Google was developing add-on devices for their modular cell phone, Project Ara, to showcase the power of the device and demonstrate the enormous potential for customization and expansion. To accomplish this, they sought the help of external companies to work on many standard modules like camera upgrades or battery packs.
In addition to these standard modules, Google wanted to commission a module that really pushed the boundaries of what was expected. They needed something strange. In December 2015, they came to Midnight Commercial with a simple creative brief: "imagine and develop a module that nobody else can." We accepted their challenge.
Projects that demand thinking beyond and across diverse domains are what excite us the most—ideas that push the boundary of both what is possible and what is even considered. This was an opportunity to do something really daring.
We knew that whatever we created had to fully showcase Ara’s technical and conceptual capabilities—it had to be something that could only be done with a modular phone. And beyond that, it had to be something no one else on the planet would attempt. And it had to really work.
Of all the wild, outlandish ideas we proposed, we decided to create a home for an extremophile pet on their phone. So we designed an observable, microscopic aquarium module, a tiny ecosystem of living microorganisms, algae, and tardigrades (more commonly known as "water bears") that users could view through their phone screen.

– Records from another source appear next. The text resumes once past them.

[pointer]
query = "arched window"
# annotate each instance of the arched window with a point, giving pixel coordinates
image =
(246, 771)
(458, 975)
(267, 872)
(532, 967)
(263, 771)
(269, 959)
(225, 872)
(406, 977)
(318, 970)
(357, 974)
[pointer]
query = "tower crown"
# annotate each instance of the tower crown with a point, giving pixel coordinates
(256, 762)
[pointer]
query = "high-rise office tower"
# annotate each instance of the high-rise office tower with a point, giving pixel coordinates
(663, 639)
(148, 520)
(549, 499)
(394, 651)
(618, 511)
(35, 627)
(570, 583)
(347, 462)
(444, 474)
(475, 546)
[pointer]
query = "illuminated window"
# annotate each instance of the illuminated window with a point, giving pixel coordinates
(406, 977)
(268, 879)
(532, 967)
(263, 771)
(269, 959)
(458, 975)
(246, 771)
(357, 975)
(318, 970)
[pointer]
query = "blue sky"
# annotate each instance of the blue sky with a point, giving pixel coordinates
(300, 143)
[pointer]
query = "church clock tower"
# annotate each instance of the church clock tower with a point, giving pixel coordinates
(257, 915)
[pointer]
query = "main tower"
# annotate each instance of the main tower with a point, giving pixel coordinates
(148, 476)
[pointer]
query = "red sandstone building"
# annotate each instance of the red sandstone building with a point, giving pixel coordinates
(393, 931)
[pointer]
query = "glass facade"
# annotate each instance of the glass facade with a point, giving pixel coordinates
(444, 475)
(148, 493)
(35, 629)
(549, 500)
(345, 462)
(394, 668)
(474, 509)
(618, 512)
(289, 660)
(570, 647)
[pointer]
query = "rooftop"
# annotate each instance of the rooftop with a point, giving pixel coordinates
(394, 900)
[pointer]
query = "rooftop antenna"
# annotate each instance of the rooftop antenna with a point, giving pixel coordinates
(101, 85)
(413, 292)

Our module was a provocation that asked users to bring a mindfulness to their relationship with their phones. We carry them around with us every hour of the day, they lay next to us in bed, and they are the first thing we caress when we wake up. When a phone is misplaced or its screen is injured, we feel a genuine emotional loss, as if it was a living entity. We have a cyber-organic relationship with our personal devices; something that borders symbiotic. We wanted to highlight that relationship with our module.
This concept presented a number of technical challenges—there was no modern microscopy technique that could get the necessary resolution in the form factor of a phone, and there was substantial challenge in developing a sustainable ecosystem that could exist in your pocket. We had to develop an entirely new microscopy approach to be able to view tardigrades on your phone, and designed the mobile experience for Ara users to view this tiny universe.